The case concerned an Austrian company purchasing goods from Austrian suppliers. The goods were physically transported directly from Austria to other EU Member States. From a business perspective, this looked like a standard intra‑EU supply and acquisition (ICS/ICA).
The problem was simple but costly. The buyer used its Austrian VAT number because it was not registered for VAT in the Member States where the goods actually ended up. As a result, the intra‑Community acquisitions were not reported in the countries of destination.
During a tax audit, the Austrian tax authorities imposed VAT consequences on both sides of the transaction:
- Austrian suppliers were not allowed to apply the 0% VAT rate and correctly charged Austrian VAT on their invoices (even though, in substance, the supplies were intra‑EU).
- The buyer was treated as having made a so‑called “number‑based” intra‑Community acquisition in Austria, under Article 41 of the VAT Directive, purely because it used an Austrian VAT number. At the same time, it was denied the right to deduct the VAT.
The taxpayer argued that this resulted in unacceptable double taxation and breached the principle of VAT neutrality. The Court disagreed.
What did the Court decide?
The Court confirmed that:
- VAT due because it is shown on an invoice (Article 203 of the VAT Directive), and
- VAT due by the buyer because an Austrian VAT number was used (Article 41 of the VAT Directive)

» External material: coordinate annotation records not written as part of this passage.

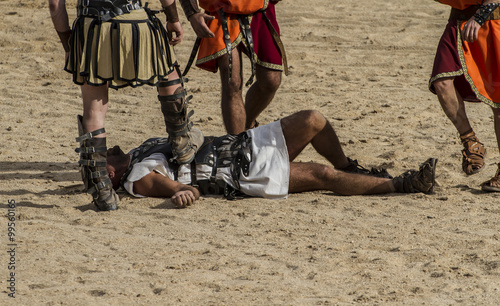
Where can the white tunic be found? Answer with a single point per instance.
(269, 169)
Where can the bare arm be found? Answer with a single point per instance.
(173, 24)
(158, 185)
(470, 32)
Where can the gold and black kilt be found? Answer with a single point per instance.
(128, 50)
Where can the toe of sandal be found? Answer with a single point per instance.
(473, 154)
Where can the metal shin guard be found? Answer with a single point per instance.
(93, 168)
(183, 137)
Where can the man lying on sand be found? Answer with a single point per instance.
(259, 163)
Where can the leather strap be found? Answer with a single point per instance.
(227, 42)
(277, 40)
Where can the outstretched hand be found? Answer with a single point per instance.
(174, 27)
(470, 30)
(199, 24)
(183, 198)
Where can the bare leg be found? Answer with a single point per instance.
(313, 176)
(261, 93)
(496, 121)
(314, 129)
(95, 106)
(453, 105)
(169, 90)
(233, 109)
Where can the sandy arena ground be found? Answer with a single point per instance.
(365, 65)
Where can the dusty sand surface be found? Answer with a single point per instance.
(365, 66)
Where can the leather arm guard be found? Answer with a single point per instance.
(190, 7)
(171, 13)
(64, 36)
(484, 12)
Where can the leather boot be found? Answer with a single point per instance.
(93, 153)
(183, 137)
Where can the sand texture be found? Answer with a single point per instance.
(365, 65)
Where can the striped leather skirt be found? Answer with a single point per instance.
(129, 50)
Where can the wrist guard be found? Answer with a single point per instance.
(64, 37)
(190, 7)
(484, 12)
(171, 13)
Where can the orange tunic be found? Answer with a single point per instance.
(213, 48)
(480, 60)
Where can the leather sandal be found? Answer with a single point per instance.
(493, 185)
(473, 154)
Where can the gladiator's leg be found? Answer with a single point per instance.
(261, 93)
(93, 168)
(183, 137)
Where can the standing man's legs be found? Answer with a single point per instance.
(454, 107)
(233, 108)
(92, 139)
(261, 93)
(184, 139)
(494, 183)
(95, 106)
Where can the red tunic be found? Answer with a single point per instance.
(476, 65)
(268, 54)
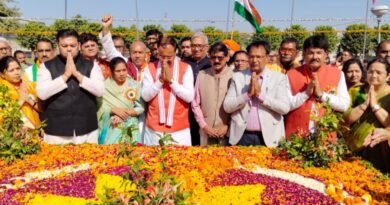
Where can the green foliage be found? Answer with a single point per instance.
(213, 34)
(353, 40)
(8, 24)
(16, 141)
(179, 31)
(297, 31)
(31, 32)
(385, 32)
(163, 189)
(318, 148)
(270, 34)
(330, 33)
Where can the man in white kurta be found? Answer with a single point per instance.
(68, 86)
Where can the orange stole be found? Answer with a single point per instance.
(298, 119)
(180, 114)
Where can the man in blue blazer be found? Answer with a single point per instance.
(257, 100)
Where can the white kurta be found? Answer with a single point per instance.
(47, 87)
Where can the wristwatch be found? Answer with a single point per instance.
(376, 108)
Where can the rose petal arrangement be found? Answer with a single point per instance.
(79, 174)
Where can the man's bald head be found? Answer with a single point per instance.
(138, 53)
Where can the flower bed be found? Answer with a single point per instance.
(215, 175)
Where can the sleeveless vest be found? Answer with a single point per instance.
(298, 119)
(73, 109)
(180, 114)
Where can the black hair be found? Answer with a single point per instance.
(5, 61)
(168, 41)
(380, 60)
(290, 40)
(63, 33)
(114, 62)
(85, 37)
(359, 63)
(218, 47)
(17, 52)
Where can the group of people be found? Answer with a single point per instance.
(205, 94)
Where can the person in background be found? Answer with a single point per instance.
(168, 88)
(44, 51)
(136, 63)
(208, 103)
(5, 47)
(312, 85)
(185, 48)
(370, 114)
(119, 44)
(240, 60)
(233, 47)
(21, 90)
(153, 38)
(68, 86)
(288, 51)
(121, 105)
(89, 50)
(383, 50)
(20, 56)
(257, 100)
(199, 61)
(355, 76)
(273, 62)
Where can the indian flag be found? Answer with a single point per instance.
(246, 9)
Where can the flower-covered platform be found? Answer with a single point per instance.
(214, 175)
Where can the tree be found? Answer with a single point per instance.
(298, 32)
(385, 32)
(330, 33)
(5, 11)
(213, 34)
(179, 31)
(31, 32)
(270, 34)
(353, 39)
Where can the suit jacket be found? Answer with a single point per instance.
(276, 104)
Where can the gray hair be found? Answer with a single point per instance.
(201, 35)
(4, 40)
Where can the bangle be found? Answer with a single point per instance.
(375, 108)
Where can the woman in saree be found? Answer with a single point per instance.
(355, 76)
(372, 113)
(21, 90)
(121, 105)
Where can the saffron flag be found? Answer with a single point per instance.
(246, 9)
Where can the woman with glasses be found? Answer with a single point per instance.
(370, 114)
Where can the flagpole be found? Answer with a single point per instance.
(227, 21)
(136, 17)
(365, 33)
(233, 24)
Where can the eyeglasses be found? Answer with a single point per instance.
(220, 58)
(288, 50)
(198, 46)
(44, 50)
(89, 45)
(240, 61)
(4, 48)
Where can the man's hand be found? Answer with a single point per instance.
(120, 112)
(106, 24)
(69, 67)
(317, 89)
(222, 130)
(210, 131)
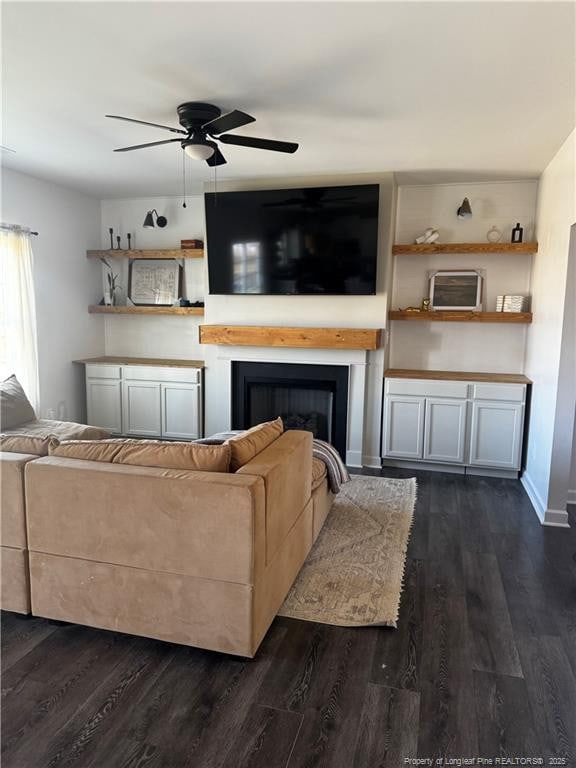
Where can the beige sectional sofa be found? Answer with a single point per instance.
(201, 558)
(18, 446)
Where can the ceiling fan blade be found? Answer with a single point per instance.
(252, 141)
(150, 144)
(143, 122)
(228, 122)
(216, 159)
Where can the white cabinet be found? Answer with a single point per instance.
(474, 425)
(404, 426)
(181, 411)
(496, 434)
(141, 408)
(145, 401)
(104, 403)
(445, 430)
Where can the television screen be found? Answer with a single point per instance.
(319, 240)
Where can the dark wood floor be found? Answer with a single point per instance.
(483, 664)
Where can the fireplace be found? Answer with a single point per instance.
(309, 397)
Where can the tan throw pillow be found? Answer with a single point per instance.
(15, 408)
(88, 450)
(35, 446)
(148, 453)
(251, 443)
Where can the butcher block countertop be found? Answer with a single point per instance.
(156, 362)
(497, 378)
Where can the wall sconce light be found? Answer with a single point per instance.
(161, 221)
(464, 211)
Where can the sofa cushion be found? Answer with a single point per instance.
(148, 453)
(319, 472)
(15, 408)
(252, 442)
(31, 444)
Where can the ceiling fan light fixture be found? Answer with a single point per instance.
(465, 210)
(199, 150)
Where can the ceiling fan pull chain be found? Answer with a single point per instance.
(184, 177)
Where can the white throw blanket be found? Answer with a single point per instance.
(335, 467)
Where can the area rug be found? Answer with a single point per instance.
(353, 574)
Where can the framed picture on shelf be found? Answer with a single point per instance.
(155, 282)
(456, 289)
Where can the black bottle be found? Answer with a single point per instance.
(517, 234)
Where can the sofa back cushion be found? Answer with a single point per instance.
(31, 444)
(148, 453)
(252, 442)
(15, 408)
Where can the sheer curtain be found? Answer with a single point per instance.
(18, 343)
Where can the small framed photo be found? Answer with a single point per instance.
(460, 289)
(155, 282)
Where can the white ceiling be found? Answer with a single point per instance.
(430, 89)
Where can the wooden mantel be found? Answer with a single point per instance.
(278, 336)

are two independent legal mechanisms. They serve different purposes and may apply at the same time – even if the combined effect is financially very painful for the taxpayer.
In simple terms, the fact that VAT was incorrectly charged by the supplier does not protect the buyer from the consequences of using the wrong VAT number.
The Court noted that VAT neutrality is preserved “in theory”, because the invoice can be corrected and VAT can be reclaimed from the supplier or, ultimately, from the tax authorities. In practice, however, such corrections are often time‑consuming, disputed or commercially unrealistic.
Why does this matter outside Austria – especially in Poland?
Polish tax authorities are particularly sensitive to the correct reporting of cross‑border transactions. In recent years, audits increasingly rely on data comparisons and automated checks rather than only on documents provided by taxpayers. This focus will only grow with the introduction of KSeF (mandatory structured e‑invoicing) and further reporting tools.
The Court’s judgment fits into a broader line of EU case law showing that errors in the VAT treatment of international transactions can be very expensive – even where there is no fraud and the business acted in good faith.
What is worth checking after this judgment?
From a practical perspective, the case is a strong warning signal. Businesses involved in cross‑border trade should review, in particular:
- whether the VAT numbers used in transactions actually match the country where transport ends,
- whether commercial, logistics and accounting teams understand the VAT consequences of using a “default” or head‑office VAT number,
- whether internal procedures address situations where suppliers cannot apply the 0% VAT rate,
- whether VAT returns, Intrastat, local SAF‑T files and (soon) KSeF data tell a consistent story.
Errors in this area are increasingly easy for tax authorities to spot. The T‑638/24 judgment is another reminder that it is better to identify and fix them internally – before a tax authority’s systems do it for you.